79 キリストの宣言は、「宣教使命の常に変わらぬ優先事項であり」、回心へと、すなわちキリストとキリストの福音とへの心からの全き忠誠へと向けられている。宣教活動の文脈においては、文化内在化と諸宗教との対話とに、果たすべき役割がある。文化内在化の挑戦は、文化的多様性を前にしながら奉献生活を営む人たちによって、恵みとの実り豊かな協力への招きとして取り上げられるべきである。このことは、個人的な準備、識別の成熟した賜物、教義的正統性という不可欠な基準への忠実な依拠、道徳的高潔さ、そして教会的交わりを前提にする。これまで奉献生活を営む多くの人たちは、自分たちの会の男女の創設者たちのカリスマに支えられながら、「ご自分をむなしくして、しもべの姿をお取りになった」(Phil 2:7)イエズスの態度をもって、自分たち自身の文化以外の別の諸文化に近づくことができた。かれらは、対話を始めようと忍耐強く勇敢に努力することによって、極めて多様な諸国民との接触を確立し、かれらのすべてに救いの道を宣言するのに成果を挙げてきた。今日でも、奉献生活を営む多くの人たちは、諸個人と諸国の民全体との歴史のなかに、神の現存の痕跡を探し求め、そして見出している。神の現存は、神の救済意思の識別へと全人類を導くものである。神の現存の痕跡のそのような探求は、奉献生活を営む人たち自身にとって有益なものであることが判っている:実際、さまざまの文化のなかに発見されたもろもろの価値は、奉献生活を営む人たちが、観想、共同体的分かち合い、親切な持て成し、人々への敬意、そして環境への配慮などのキリスト教的伝統についての自分たち自身の理解を深めるように促しているのである。

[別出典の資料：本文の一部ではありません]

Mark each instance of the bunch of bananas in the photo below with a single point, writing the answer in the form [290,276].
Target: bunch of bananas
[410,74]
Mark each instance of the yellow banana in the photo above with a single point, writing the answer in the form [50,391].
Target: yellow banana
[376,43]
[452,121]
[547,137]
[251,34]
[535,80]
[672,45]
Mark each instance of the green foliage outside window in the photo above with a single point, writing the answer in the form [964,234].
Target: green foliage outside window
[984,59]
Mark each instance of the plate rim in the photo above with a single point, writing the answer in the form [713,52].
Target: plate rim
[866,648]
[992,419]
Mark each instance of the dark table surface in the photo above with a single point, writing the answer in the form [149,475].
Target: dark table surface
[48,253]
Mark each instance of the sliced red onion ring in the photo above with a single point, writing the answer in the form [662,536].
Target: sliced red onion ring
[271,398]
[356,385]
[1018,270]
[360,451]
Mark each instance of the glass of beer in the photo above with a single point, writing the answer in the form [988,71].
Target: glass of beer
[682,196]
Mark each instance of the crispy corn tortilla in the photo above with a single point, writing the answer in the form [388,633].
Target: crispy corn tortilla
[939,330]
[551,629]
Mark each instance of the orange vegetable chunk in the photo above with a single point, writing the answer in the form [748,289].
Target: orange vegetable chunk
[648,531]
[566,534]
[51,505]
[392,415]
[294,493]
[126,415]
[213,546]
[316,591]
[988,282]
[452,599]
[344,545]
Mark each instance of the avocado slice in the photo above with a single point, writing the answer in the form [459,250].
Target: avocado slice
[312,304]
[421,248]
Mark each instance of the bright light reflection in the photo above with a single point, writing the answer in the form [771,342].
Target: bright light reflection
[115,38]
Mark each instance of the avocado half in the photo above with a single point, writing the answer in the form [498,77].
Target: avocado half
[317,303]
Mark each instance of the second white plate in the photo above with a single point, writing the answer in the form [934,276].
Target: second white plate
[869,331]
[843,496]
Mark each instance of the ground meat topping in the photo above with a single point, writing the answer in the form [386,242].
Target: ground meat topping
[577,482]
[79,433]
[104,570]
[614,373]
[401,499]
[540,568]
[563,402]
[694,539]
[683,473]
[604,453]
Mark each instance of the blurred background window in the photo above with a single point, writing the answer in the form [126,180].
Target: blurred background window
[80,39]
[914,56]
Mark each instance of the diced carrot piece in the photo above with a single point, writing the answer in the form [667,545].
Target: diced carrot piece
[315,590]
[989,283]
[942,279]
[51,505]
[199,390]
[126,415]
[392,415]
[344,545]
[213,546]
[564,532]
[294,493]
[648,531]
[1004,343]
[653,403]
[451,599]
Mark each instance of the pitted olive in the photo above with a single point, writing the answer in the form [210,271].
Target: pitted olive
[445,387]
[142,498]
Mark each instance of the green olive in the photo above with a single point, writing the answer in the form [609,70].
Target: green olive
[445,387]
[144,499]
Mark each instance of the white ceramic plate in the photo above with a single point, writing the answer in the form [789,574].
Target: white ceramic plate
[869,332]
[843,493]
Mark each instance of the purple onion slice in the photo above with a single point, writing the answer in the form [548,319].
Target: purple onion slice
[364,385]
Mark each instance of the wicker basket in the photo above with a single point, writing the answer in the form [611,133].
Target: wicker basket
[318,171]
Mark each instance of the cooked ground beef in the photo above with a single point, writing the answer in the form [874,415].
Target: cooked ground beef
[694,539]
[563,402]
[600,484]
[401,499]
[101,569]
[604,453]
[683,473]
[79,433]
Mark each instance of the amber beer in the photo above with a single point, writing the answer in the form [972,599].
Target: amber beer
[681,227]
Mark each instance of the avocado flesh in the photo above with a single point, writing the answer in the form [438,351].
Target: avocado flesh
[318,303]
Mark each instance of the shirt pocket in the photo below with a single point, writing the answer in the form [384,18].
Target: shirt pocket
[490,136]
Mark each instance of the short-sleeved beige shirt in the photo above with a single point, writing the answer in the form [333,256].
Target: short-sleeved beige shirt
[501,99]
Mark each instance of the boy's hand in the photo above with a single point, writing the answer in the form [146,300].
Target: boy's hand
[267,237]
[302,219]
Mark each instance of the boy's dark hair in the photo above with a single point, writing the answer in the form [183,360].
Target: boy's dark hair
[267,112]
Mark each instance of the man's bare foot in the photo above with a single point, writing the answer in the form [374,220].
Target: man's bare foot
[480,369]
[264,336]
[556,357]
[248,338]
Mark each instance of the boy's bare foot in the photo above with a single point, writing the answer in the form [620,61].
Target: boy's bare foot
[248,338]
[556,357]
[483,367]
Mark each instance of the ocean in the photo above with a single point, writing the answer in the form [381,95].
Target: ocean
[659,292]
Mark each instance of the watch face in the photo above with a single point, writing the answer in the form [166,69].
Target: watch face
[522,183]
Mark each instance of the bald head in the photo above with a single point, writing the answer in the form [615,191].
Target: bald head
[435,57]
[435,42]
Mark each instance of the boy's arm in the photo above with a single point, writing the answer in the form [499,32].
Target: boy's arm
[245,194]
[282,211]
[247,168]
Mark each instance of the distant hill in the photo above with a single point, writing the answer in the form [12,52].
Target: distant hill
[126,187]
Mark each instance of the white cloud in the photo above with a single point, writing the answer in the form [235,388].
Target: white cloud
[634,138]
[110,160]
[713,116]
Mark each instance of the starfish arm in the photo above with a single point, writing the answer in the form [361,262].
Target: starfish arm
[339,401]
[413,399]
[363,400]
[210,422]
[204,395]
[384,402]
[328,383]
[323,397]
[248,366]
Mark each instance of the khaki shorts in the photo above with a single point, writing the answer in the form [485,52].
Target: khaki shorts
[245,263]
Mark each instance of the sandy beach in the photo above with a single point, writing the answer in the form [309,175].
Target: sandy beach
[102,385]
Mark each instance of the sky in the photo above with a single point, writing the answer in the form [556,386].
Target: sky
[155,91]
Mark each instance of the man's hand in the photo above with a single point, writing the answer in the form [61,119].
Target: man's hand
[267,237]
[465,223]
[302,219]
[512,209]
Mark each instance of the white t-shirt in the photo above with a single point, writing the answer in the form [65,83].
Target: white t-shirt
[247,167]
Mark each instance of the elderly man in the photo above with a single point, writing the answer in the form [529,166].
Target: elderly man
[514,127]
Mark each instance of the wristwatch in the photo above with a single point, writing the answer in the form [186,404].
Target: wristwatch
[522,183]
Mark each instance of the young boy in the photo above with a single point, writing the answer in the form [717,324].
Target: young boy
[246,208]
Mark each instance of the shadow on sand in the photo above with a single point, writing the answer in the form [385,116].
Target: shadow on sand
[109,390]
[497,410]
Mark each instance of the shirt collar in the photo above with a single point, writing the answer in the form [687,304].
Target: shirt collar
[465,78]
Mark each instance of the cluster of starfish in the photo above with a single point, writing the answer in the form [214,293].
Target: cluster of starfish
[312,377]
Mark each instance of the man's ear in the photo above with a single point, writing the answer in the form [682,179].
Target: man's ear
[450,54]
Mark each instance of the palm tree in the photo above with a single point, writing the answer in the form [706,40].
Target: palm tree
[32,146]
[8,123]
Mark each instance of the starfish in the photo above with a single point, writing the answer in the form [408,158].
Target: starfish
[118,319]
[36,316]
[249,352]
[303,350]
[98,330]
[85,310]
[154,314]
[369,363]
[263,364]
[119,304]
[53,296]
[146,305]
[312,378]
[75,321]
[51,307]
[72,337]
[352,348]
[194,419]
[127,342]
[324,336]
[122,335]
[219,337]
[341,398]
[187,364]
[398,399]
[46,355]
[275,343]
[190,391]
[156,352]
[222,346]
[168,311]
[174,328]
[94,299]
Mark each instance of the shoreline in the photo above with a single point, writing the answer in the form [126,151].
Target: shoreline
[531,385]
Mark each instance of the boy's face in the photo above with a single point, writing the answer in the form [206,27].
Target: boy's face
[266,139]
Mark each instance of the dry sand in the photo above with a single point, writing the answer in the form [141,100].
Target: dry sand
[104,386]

真正な文化内在化は、人間となり愛と柔和さのうちにわたしたちの間を歩まれた主に似た態度を要求する。この意味で奉献生活は、各会員たちを、文化内在化の複雑な作業に取り組むのに特によく適した者にする。なぜなら奉献生活は、会員たちが諸事物から、さらには会員たち自身の文化の多くの諸特徴からさえも離脱するのを習慣的に容易にしているからである。このような態度をもって他の諸文化の研究と理解とに専心すれば、奉献生活を営む人たちは、他の諸文化のなかにある真の諸価値をよりよく識別することができ、自分たちのカリスマの助けを借りてそれらの文化を受け入れ完成させる最善の方法をよりよく見分けることができるであろう。しかしながら、長い歴史を持つ古い文化のなかには宗教的表現が非常に深く植え込まれていて、そのため宗教がその文化それ自体の超越的次元をしばしば代表していることを忘れるべきではない。この場合、真の文化内在化は、「諸国の民への(ad gentes)宣教使命と対立せず」、「福音化の務めを免除されない」真剣で開かれた諸宗教との対話を必然的に伴っている。